Falando nisso, achei uma visão morbidona o corpo dela de quatro e decidi que de agora em diante, as três iam andar só e unicamente como cachorras.
Era ordem de todo dia o sessenta e nove lésbico entre minha sogra e qualquer uma das filhas dela, beijos negros que duravam horas e o já mencionado uso dos arneses com paus de plástico terríveis. No começo, elas se mostravam rebeldes porque tinham preconceito sobre relações entre parentes; depois de foder igual umas porcas, choravam que nem crianças porque a culpa corroía elas, mas com o tempo e um forte processo de putaria, acabaram se acostumando com as novas vidas.
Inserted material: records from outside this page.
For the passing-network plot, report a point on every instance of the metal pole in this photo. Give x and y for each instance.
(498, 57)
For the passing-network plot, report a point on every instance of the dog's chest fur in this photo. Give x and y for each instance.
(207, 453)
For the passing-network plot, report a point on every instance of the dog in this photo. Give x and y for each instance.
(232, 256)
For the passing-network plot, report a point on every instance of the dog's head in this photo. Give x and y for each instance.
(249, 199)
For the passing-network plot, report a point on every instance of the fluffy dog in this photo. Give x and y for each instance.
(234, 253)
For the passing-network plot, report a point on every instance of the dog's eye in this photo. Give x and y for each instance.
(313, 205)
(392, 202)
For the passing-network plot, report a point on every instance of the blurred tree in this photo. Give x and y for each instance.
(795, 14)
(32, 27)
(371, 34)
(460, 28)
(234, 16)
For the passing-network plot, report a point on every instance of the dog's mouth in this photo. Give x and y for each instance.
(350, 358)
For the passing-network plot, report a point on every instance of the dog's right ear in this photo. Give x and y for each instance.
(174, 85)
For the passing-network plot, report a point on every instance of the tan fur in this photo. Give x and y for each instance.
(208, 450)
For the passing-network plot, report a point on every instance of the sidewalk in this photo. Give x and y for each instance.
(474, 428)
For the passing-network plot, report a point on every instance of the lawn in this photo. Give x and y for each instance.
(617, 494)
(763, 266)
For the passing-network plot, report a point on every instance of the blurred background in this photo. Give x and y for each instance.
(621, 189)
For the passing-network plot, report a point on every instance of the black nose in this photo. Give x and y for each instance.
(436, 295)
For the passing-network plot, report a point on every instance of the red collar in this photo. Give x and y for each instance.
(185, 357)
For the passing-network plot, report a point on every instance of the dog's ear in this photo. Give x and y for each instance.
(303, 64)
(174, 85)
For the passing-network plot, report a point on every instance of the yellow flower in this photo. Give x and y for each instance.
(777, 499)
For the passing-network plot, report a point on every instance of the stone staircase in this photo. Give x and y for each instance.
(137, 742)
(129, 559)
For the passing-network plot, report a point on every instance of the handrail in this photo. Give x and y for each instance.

Ficava claro que eu não tinha muito apreço pelas três, entregava elas pra alguns amigos que vinham me visitar e pra ceder pra alguns diretores de filme pornô pesado com quem eu tinha contato. Os diretores adoravam filmar a Velha Promíscua e a puta no Ciúme em cenas lésbicas entre parentes onde metiam dedo e língua em todos os buracos, ou eram triplamente penetradas por uns negões, mostrando até os documentos delas durante os filmes pra provar que eram família. Porra, fiz milhões com elas e gastei tudo em carros novos e na reforma da minha mansão. Os diretores sempre pediam pela puta Viciosa, mas ela era a única com o cu virgem e eu não queria arriscar entregando ela.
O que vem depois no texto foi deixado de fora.